Mais ces citoyens n’ont pas obtenu d’autres réponses des pouvoirs publics que des insultes et des mesures répressives. Cinq militants, dont certains sont membres du QG Zazalé, collectif qui a contribué à médiatiser cette lutte, ont en effet été placés sous contrôle judiciaire pour participation à un rassemblement non-déclaré de plus de dix personnes, non-port du masque et dégradation de biens publics, et, pour deux d’entre eux, outrage à agent.

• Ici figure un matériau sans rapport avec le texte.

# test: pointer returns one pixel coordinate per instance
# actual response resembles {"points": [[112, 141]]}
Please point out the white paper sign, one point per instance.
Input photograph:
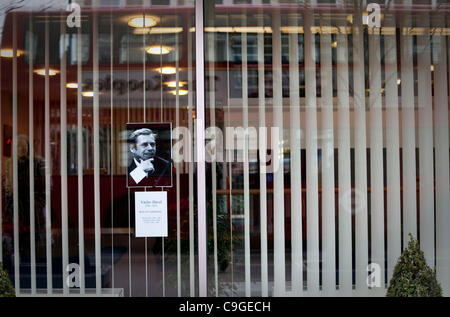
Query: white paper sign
{"points": [[151, 214]]}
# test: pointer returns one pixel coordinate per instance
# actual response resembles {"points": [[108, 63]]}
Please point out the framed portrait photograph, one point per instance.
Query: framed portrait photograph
{"points": [[149, 149]]}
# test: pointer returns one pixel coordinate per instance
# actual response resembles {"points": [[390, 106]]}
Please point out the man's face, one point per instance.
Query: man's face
{"points": [[145, 147]]}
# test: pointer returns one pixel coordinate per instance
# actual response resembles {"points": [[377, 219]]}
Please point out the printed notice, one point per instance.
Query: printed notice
{"points": [[151, 214]]}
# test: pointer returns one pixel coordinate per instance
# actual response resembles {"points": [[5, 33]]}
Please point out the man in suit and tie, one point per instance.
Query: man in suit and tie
{"points": [[146, 168]]}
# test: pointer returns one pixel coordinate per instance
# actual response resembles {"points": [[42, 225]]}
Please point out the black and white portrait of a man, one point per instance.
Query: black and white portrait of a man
{"points": [[150, 150]]}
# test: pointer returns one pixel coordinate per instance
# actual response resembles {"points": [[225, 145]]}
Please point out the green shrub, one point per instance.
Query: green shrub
{"points": [[6, 288], [412, 276]]}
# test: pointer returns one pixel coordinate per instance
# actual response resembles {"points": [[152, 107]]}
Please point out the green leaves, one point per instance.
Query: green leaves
{"points": [[6, 288], [412, 277]]}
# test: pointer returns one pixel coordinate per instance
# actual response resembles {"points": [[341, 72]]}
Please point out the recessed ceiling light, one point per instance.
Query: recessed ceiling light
{"points": [[72, 85], [142, 21], [8, 52], [173, 84], [88, 94], [159, 49], [42, 72], [167, 70], [181, 92]]}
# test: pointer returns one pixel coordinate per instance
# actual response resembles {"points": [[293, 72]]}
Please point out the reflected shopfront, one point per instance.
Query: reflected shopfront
{"points": [[325, 134]]}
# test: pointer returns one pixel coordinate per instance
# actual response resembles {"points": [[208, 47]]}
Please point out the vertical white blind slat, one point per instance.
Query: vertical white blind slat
{"points": [[178, 166], [328, 195], [359, 102], [295, 151], [277, 147], [246, 163], [344, 182], [48, 224], [312, 207], [31, 164], [408, 133], [212, 96], [376, 152], [15, 178], [262, 152], [63, 158], [200, 147], [80, 165], [425, 127], [191, 171], [1, 172], [96, 128], [442, 164], [393, 155]]}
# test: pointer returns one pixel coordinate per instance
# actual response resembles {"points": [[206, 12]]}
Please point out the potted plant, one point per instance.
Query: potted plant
{"points": [[412, 276]]}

Ils sont sous le coup d’une interdiction de se rendre sur le territoire de la commune de Saint-Joseph et de se rencontrer avant la tenue de leur procès, au tribunal de Saint-Pierre, aujourd’hui même, mardi 27 octobre.
La mairie refuse en effet tout dialogue public (seule une réunion en comité restreint, vaine, le 21 septembre, a eu lieu), au prétexte que le site « fait partie du domaine communal privé et non du domaine public ». Pourtant, l’aménagement des jardins, notamment les pieds de scène disposés en pointe au sud des jardins ainsi que les poteaux en béton qui barrent l’accès aux véhicules pour protéger la circulation des piétons, prouve l’usage public direct du site, selon le Conseil d’État dans son arrêt d’assemblée du 11 mai 1959. Et si ce droit d’usage public était reconnu par la justice, il serait impossible à la mairie de procéder à de quelconques aménagements et modifications du lieu, en vertu de l’article L. 121-47 du Code de l’urbanisme.
Le flou le plus complet
Pour l’instant, on ne connaît pas les intentions du maire quant aux jardins de Manapany. Mais l’annonce de la construction d’un hôtel quatre étoiles avec spa, en face de ce joyau naturel, par le propriétaire du Casino de Saint-Pierre, en mai 2020, fait craindre une transformation profonde de cette zone. Des modifications irréversibles et illégales (sans aucun permis de construire) ont déjà été lancées par la mairie, telle la construction d’un gigantesque mur en béton pour condamner l’accès au jardin, à moins de dix mètres de l’océan. Diverses rumeurs agitent le lieu, concernant une potentielle extension du bassin ou encore une privatisation d’une partie du littoral. Plutôt que de communiquer de façon transparente, la mairie entretient le flou le plus complet.
Une politique irresponsable et d’un autre temps, quand il est plus que jamais important de ressouder la société réunionnaise autour, notamment, de la préservation des écosystèmes et du vivre-ensemble.